Parce que nous, citoyens, refusons de porter plus longtemps ce déni sociétal, et parce qu'il nous faut changer de paradigme au plus vite, 
nous exhortons nos dirigeants à prendre leurs responsabilités, non pas en annonçant de nouvelles promesses sur les 20 prochaines années, mais en imposant aux multinationales de prendre en compte les enjeux qui sont les nôtres, dès aujourd'hui, grâce à des mesures simples et efficaces.

En septembre dernier, le secrétaire général de l'ONU Antonio Guterres encourageait la société civile à réclamer « des comptes » aux dirigeants de la planète, rappelant que le monde a deux ans pour agir contre le changement climatique, faute de quoi il affrontera des "conséquences désastreuses ».

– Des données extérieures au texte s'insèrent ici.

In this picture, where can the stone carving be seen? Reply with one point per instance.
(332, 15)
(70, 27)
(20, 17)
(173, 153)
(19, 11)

Nous, citoyens, répondons à cet appel. Nous exigeons de l'Union Européenne qu'elle prenne immédiatement des mesures pour s'engager fermement contre les pratiques irrespectueuses des multinationales empêchant un changement décisif de paradigme :

1/ Halte au plastique à usage unique
- Sanctionner les entreprises productrices de plastique à usage unique
- Encourager et accompagner les entreprises dans la mise en place de circuits de consigne réutilisable
- Inciter et soutenir la vente en vrac, et imposer aux entreprises un pourcentage maximal de poids d'emballage plastique sur les produits vendus

2/ Halte à l'obsolescence programmée
- Imposer aux fabricants une durée minimale, adaptée aux objets, de disponibilité des pièces détachées à des prix raisonnables
- Mettre en place un fonds dédié à la réparation pourrait constituer la première étape de l’affirmation d’un droit à la réparation pour les citoyens.
- Limiter les abus de position dominante de certains fabricants, et interdire les pratiques qui complexifient la réparation par les usagers et les réparateurs indépendants

3/ Halte à un système fiscal injuste
- Sanctionner fortement, et proportionnellement à leurs bénéfices réels, les entreprises pratiquant l'évasion fiscale
- Obliger les entreprises à payer leur juste part d'impôts
- Interdire la spéculation financière à outrance

4/ Halte au soutien des énergies fossiles
- Interdire aux entreprises européennes de soutenir ou de participer à des projets à impact climatique, environnemental et social négatif
- Interdire les lobbies prônant le développement ou l'utilisation des énergies fossiles
- Obliger les entreprises à mettre en place un plan de transition énergétique réaliste et ambitieux avec obligation de publication de résultats

 

(1) Source : étude du think tank américain World Ressources Institute et de deux centres de recherche britanniques (le Grantham Research Institute et le Center for Climate Change Economics and Policy). Suite à la COP21, les Etats s'étaient engagés à limiter le réchauffement climatique à 2 degrés Celsius par rapport à 1880 d'ici à 2100. Le rapport indique que 58 pays ont voté des lois et pris des mesures nationales pour réduire leurs émissions de CO2 d'ici 2030, mais que seulement 16 pays sur 197 ont pris des mesures correspondant à ce qu'ils avaient promis. Pas un seul État membre de l’UE ne figure parmi ces 16 pays. L'Union Européenne, qui avait d'abord fixé des objectifs pour les 28 États membres, s'est par la suite donné un objectif général, sans préciser les ambitions de chaque État membre... et 7 pays de l'UE n'ont aucun objectif national.

(2): Un document interne révélé par Greenpeace montre comment BusinessEurope, actuellement présidé par Pierre Gattaz, ancien patron du Medef, entend faire capoter le projet d’introduire des objectifs climatiques plus ambitieux au niveau de l’Union européenne à l’horizon 2030.